- Kategori
- Kültürler
Kitap kurdu olur da kitap güzeli niçin olmasın?
18 nci Kitap Fuarı, fırtına gibi başladı. Coşkulu davetlerde heyecan yüzlerdeydi. Bartın Belediyesi yıllar yılı emek verdiği böylesi bir organizasyonun iyi geçmesini, elbette isterdi. Elinden geleni yaptı
FUARIN İLKİ:Ayaklı kütüphane Çetin Asma’nın bildirdiğine göre, İlk Kitap Fuarı 1997’de çok heyecan ve merakla yapılan Kitap Fuarı muhteşem olmuştu. 5 kişinin düşünceleri ve fikirleri ile ilk Kitap Fuarında Bartın’a kitap, dergi ve kültür açısından hizmeti geçenleri davet edip ve o günün anısı olarak onlara plaketler verilmesi, o büyüklerimizi çok onurlandırmıştı. Bunlardan Selahattin Çilsüleymanoğlu, Zekeriya Aksu, Necdet Sakaoğlu, Kamil Yüksel, Servet Çınçın, Miraç Güneş daha birçok kişi plaketle ödüllendirilmiştir.
Daha Türkiye’de yeni yeni kitap fuarlarında yazarlar, şairler, kitap evleri buluşurken, Bartın’da bu iş, şiir yarışmasıyle başa baş düşünülmüş büyük bir organizasyondu. Ne var ki, geçmiş yıllarda orta ve Lise öğrencilerinin fuara yollanıyordu. İdare iki yıldır işleri tamamen aksattı. Fuara öğrencilerin ayağını kesti. Sebep de “ Ders saati içinde vakit kaybıymış”.
Ört ki ölem.
Bartın Milli Eğitimi, iktidarın dümen suyundan gitme uğruna, bunca sayısız güzellikleri tepiyor. Esas kabahat, bu iktidarda zaten. Milli eğitimler hallaç pamuğu gibi. Müdürlerinde, neredeyse hademe salahiyeti bile yok. Onlar işini biliyor. Kundaktaki çocuğun başını nasıl bağlarım hesapları içinde. Bunca utanmazlıklar yaşanırken, kitap fuarlarını mı düşünecek iktidar? Çok yazık.

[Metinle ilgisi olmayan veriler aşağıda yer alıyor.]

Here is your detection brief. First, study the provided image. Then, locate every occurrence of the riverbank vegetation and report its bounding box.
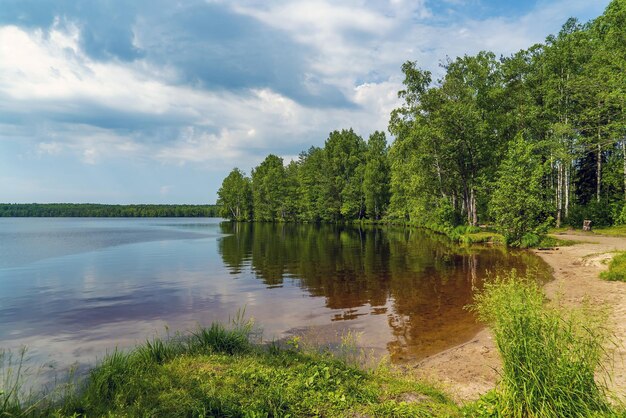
[472,271,626,418]
[600,252,626,282]
[218,0,626,246]
[0,203,220,218]
[0,272,626,418]
[0,323,458,417]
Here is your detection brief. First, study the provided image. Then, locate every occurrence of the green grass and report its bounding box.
[592,225,626,237]
[466,272,618,418]
[0,323,460,418]
[600,252,626,282]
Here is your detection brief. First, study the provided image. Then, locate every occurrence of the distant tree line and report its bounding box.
[0,203,220,218]
[218,0,626,243]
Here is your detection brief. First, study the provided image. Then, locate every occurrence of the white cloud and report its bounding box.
[0,0,605,174]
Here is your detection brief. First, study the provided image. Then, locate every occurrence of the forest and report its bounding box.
[218,0,626,245]
[0,203,219,218]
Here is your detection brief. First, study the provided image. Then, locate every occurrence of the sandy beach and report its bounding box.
[412,232,626,402]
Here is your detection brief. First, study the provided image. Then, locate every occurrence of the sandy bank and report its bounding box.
[412,233,626,401]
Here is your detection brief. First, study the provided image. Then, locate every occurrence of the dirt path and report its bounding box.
[413,233,626,401]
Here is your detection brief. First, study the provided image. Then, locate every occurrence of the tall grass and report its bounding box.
[600,252,626,282]
[0,349,26,417]
[472,272,611,418]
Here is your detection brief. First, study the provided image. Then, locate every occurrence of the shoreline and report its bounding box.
[406,231,626,402]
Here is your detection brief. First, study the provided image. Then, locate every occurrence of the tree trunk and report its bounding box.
[622,137,626,200]
[596,142,602,202]
[556,164,563,228]
[565,162,571,219]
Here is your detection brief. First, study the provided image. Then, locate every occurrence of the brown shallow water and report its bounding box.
[0,219,547,382]
[220,224,549,362]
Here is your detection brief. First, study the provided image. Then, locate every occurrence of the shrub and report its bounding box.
[600,252,626,282]
[471,271,610,418]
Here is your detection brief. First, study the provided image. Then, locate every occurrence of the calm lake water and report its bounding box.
[0,218,546,376]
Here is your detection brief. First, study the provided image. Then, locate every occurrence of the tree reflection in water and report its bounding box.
[219,222,548,361]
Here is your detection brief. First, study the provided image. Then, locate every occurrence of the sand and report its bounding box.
[410,232,626,402]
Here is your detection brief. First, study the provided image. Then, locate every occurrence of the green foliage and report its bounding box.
[34,322,458,417]
[567,200,613,228]
[472,272,611,418]
[189,323,251,355]
[0,203,220,218]
[363,132,390,219]
[217,0,626,237]
[600,252,626,282]
[322,129,366,222]
[217,168,252,221]
[615,204,626,225]
[490,135,546,247]
[252,154,286,222]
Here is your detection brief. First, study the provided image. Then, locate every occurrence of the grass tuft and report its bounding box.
[471,272,612,418]
[600,252,626,282]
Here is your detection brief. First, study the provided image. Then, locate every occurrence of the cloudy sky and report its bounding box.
[0,0,608,203]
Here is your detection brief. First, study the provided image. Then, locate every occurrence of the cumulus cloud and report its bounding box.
[0,0,608,200]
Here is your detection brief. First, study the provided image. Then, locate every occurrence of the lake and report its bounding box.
[0,218,547,378]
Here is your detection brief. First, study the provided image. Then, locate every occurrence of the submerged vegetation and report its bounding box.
[0,323,458,417]
[0,282,626,418]
[218,0,626,246]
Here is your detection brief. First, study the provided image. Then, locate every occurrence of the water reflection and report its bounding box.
[219,223,547,360]
[0,219,542,378]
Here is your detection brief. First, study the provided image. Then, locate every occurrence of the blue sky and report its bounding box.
[0,0,609,203]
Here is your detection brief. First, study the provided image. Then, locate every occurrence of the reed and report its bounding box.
[471,272,617,418]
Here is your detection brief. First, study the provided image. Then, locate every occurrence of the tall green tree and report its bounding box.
[252,154,286,222]
[217,168,252,221]
[323,129,366,221]
[363,131,390,219]
[490,134,546,245]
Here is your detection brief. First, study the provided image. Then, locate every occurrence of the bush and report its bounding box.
[566,200,614,229]
[600,252,626,282]
[615,205,626,225]
[472,271,611,418]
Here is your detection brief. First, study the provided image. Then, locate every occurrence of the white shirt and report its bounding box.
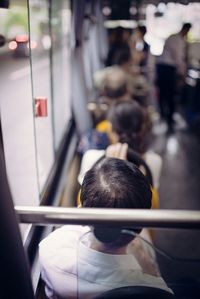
[157,33,186,74]
[78,149,162,189]
[39,225,171,299]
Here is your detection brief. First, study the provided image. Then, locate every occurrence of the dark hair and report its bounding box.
[137,26,147,36]
[80,158,152,248]
[107,100,148,153]
[81,158,151,209]
[181,23,192,31]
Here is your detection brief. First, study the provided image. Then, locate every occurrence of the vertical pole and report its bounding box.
[0,118,34,299]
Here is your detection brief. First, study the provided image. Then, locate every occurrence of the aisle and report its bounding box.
[154,118,200,290]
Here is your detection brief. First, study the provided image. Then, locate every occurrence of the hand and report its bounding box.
[106,143,128,160]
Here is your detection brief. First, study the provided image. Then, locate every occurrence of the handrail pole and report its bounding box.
[15,206,200,229]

Hele son günü, 8 kişi saydım koskoca salonda. Şiir dinletileri yavanlaştı iki yıldır.
Fuar müddetince gayretli kitapçılar, eserlerini sergilediler. İmza günleri sönük geçti.
Bu arada havayı yumuşatmak için biz de Fuar güzeli seçelim dedik. Bu işe, taaa “Efes Festivali” zamanından beri alışığız. Gazetelerimize Selçuk’tan haber yetiştirebilmek için, son hazırlıkların bitirtilmesi telaşı içinde, oradan geçmekte olan bir kızı yakalar. El birliği ile bir sütun taşı üzerine oturtur. Kızcağız “N’oluyoruz durun hele” bile diyemeden Alelacele otlardan sarmaşıklardan bir taç yapıp kafasına geçirir ve “Efes Güzeli” ni seçerdik. Festivali yazısı içerde kalırdı. Dış sayfaya da seçtiğimiz kızı koyarlardı. Şayet kız güzelse, layıksa tabi.
Ama biz burada ağız birliği yaptık. Kaşla gözle fısıldaştık. Bir namzet daha vardı. Sessiz ve derinden adayımızı peydahladık. Yanımızda ölçümüz olmadığı için, göz kararı ile göğüs beden ve kalça ölçülerini aldık. İş olacağına varır diyerek bu sayımızda “Fuar güzelini “ seçiverdik.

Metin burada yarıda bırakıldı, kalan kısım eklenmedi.